By season five, Boaz Jiminez (Joseph T. Campos) reminds her of the low value of her moral compass. Tony Parra, Javier Jiminez (Alfonso Herrera), or Emilia (Sofia Lama) would still be alive if she had just murdered the corrupt Judge Cecil Lafayette (David Andrews) as instructed, to make her expansion into New Orleans easier. These events force Teresa to flip the switch and become pragmatic cold, calculating Queen Of The South. “We let the audience see her moral programming be dismantled in order to protect herself. In order to survive, she has to embrace that moral corruption.”

This duality of being simultaneously good and bad makes Teresa Mendoza a truly fascinating character. “She’s a hero of her own journey but a villain to her enemies,” said Lobato.

Apart from being a story of survival, Queen Of The South covers rich thematic terrain including misogyny, exploitation, class, immigration, poverty and systemic racism. “I also wanted to explore the idea of love and its implications for a woman who was going to chart her own path without a love interest to assist and protect her. Teresa had to kill that part of herself so she could move forward.” She couldn’t have both. It was one or the other.

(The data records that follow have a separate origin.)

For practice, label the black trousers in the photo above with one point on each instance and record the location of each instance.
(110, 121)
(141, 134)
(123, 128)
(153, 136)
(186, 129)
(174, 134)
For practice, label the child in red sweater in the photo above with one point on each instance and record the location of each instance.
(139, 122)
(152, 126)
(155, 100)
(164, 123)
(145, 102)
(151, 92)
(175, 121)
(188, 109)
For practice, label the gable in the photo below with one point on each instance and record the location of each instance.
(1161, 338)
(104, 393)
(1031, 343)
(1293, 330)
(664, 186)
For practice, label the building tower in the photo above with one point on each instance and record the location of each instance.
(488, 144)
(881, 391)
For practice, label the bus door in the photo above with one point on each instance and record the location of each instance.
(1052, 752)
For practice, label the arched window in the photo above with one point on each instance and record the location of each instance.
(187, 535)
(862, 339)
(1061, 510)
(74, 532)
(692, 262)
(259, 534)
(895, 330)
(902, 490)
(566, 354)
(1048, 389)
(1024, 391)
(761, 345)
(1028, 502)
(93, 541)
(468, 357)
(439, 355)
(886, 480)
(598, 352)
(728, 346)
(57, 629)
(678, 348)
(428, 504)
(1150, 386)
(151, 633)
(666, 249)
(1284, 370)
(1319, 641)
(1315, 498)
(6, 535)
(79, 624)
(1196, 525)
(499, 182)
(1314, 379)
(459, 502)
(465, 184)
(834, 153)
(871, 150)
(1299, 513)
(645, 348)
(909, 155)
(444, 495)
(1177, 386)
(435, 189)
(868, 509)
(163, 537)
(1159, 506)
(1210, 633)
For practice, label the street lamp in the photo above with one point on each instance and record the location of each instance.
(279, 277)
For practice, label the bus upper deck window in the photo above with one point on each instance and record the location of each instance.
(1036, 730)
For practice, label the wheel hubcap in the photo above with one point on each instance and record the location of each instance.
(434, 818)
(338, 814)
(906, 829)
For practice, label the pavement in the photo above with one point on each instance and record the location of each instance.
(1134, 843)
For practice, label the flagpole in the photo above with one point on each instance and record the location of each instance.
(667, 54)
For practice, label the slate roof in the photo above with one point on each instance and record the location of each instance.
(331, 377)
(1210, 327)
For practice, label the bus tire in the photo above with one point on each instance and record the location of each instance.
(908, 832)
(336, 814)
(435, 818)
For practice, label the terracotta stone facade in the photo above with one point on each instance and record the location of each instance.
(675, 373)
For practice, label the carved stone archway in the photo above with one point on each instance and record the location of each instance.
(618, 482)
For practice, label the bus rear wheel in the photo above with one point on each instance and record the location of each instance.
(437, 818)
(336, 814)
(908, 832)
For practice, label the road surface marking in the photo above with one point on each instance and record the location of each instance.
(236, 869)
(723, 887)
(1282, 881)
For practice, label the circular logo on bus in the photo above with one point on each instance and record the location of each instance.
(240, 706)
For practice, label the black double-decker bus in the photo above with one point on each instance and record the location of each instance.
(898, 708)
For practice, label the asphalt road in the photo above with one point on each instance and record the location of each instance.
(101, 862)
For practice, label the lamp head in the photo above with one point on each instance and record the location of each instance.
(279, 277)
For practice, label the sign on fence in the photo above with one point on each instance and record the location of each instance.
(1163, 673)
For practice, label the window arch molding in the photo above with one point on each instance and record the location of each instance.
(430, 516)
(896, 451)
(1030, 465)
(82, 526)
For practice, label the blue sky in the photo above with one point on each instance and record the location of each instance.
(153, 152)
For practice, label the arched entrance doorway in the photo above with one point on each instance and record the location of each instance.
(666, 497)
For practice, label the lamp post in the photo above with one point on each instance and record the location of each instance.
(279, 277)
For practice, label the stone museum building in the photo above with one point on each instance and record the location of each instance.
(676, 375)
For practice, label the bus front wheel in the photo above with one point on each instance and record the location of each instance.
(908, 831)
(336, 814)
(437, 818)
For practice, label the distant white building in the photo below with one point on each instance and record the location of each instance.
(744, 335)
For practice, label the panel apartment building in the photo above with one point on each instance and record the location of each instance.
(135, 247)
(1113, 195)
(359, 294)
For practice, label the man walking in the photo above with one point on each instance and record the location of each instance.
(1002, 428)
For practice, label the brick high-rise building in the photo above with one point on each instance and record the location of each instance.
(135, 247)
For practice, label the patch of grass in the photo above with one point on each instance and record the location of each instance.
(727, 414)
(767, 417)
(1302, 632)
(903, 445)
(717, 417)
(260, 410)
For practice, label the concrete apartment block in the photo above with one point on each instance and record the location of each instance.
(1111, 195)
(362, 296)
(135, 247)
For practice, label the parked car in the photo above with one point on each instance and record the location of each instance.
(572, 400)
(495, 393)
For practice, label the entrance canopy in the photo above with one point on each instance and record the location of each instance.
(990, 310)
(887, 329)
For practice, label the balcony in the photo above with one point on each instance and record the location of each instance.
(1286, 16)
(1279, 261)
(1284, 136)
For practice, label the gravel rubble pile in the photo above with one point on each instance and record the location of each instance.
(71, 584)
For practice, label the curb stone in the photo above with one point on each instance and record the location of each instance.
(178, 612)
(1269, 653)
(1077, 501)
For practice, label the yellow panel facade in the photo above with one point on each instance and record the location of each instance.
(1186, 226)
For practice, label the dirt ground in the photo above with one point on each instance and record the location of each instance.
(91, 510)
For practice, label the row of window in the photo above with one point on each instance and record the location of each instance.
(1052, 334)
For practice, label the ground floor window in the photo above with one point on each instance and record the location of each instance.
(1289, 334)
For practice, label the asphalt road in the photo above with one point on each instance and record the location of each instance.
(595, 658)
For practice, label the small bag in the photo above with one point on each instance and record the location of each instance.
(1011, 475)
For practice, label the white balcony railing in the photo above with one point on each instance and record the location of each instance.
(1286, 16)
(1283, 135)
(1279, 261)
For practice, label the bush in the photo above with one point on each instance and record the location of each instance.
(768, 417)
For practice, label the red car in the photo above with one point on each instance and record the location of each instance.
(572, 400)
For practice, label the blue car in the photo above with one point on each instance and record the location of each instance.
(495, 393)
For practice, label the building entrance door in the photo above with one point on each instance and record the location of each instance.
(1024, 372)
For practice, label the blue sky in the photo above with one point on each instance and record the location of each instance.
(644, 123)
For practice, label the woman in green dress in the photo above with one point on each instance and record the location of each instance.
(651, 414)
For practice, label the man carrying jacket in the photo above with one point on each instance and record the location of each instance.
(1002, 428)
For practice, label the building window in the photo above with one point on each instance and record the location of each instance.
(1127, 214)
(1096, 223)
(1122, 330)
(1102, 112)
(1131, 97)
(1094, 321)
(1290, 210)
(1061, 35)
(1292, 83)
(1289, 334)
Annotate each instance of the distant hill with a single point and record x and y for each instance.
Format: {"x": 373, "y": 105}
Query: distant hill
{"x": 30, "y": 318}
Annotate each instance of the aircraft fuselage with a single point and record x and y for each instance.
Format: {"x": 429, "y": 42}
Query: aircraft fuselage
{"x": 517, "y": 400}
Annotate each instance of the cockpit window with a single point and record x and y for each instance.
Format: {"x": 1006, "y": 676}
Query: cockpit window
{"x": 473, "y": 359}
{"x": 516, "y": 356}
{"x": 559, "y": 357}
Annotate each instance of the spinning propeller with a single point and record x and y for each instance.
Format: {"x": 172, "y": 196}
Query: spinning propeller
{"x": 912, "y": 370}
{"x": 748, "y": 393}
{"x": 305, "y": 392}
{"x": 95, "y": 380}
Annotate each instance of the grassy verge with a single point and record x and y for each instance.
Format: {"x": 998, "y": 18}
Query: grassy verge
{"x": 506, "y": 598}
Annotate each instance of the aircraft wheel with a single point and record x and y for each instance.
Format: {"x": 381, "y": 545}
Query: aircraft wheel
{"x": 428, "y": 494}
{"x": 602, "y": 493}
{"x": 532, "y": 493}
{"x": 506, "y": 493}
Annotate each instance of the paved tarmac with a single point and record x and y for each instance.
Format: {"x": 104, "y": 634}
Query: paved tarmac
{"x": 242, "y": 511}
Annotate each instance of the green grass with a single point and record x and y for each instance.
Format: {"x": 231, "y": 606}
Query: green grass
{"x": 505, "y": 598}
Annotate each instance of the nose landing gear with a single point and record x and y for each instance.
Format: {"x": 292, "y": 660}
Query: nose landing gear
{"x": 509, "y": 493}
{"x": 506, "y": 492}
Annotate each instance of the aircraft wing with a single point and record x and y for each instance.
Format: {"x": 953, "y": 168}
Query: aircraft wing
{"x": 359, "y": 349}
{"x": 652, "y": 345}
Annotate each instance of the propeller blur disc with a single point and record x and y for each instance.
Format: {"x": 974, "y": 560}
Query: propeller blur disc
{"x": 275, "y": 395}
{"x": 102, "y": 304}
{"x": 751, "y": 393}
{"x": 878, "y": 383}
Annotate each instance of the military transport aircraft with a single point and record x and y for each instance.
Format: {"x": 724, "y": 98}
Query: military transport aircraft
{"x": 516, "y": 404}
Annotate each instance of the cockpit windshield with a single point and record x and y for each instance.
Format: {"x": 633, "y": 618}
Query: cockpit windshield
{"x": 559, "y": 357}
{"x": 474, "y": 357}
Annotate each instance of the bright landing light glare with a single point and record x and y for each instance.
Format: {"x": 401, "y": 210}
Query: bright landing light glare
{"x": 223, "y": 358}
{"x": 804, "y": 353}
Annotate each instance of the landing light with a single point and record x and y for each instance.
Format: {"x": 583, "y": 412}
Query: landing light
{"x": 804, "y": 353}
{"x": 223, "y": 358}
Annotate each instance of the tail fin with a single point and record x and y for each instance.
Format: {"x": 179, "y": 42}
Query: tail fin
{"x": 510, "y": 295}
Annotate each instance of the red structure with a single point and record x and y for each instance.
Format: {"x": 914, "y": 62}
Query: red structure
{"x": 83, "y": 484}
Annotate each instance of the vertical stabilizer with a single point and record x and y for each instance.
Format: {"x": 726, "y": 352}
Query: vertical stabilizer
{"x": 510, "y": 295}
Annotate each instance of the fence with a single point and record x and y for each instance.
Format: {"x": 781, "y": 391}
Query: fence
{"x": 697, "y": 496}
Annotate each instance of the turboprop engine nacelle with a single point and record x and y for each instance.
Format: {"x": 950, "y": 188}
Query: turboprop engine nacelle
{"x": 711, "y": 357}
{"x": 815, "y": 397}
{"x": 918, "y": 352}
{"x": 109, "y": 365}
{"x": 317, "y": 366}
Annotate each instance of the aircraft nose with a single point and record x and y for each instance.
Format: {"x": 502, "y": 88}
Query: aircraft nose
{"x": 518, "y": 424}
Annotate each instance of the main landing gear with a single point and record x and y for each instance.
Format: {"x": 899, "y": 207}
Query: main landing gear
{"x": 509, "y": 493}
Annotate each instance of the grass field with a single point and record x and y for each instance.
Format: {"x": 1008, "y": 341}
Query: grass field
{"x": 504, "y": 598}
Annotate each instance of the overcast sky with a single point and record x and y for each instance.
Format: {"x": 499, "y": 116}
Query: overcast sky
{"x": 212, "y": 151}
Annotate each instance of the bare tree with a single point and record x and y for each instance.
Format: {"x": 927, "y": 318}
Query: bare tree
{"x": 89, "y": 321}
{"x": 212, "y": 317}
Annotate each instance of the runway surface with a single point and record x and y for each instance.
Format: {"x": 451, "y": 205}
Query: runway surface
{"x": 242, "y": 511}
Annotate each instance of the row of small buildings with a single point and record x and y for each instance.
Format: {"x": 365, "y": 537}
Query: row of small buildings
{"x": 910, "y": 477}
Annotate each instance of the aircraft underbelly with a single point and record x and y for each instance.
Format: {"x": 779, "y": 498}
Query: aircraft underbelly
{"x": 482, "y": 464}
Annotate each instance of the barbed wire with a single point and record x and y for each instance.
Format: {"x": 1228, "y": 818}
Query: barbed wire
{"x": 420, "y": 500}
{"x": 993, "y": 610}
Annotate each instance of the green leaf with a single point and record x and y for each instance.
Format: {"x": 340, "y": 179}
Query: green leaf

She runs the drug trade through Arizona and Louisiana through the eastern seaboard. “She’s wearing a crown and no longer has to fight major enemies. What happens now?” Removing her enemies gave rise to other complications. In season four, she handed Javier Jiminez to Judge Lafayette to be murdered. She has truly embraced evil. Lobato quoted the famous Lord Acton adage, “Power tends to corrupt and absolute power corrupts absolutely.” The corruption has taken hold of Teresa Mendoza.

Lobato’s episode Todo Lo Que Toco (Everything I Touch) was entered in the Emmy race this year. We asked Ben Lobato why it was such a standout episode. The stakes were raised after she survived. “We wanted to created something larger than herself. Teresa’s stakes are her family.”

The death of Tony has deeply wounded Teresa. “Now we face the prospect of  Kelly Anne Van Awken (Molly Burnett) and Pote Galvez (Hamke Madera) having a baby together.” The baby brings up the past wounds of Teresa of losing Tony. The conflict between Teresa Boaz is also raised when he kidnaps Kelly Anne. “If Teresa can’t protect her family there isn’t anything left in her world.

At this point, Teresa has an epiphany and decides she’s going to leave the cartel world. “There’s no end to the violence, bloodshed or heartache.” Lobato explains that this moment of clarity is a common trope of gangster stories where they are given a way out. “Then we pull out the rug from underneath her and show her that there is no way out.” Lobato believes his episode is “classic Queen. It has heart, violence with a lot of action that demonstrate the stakes of the entire series.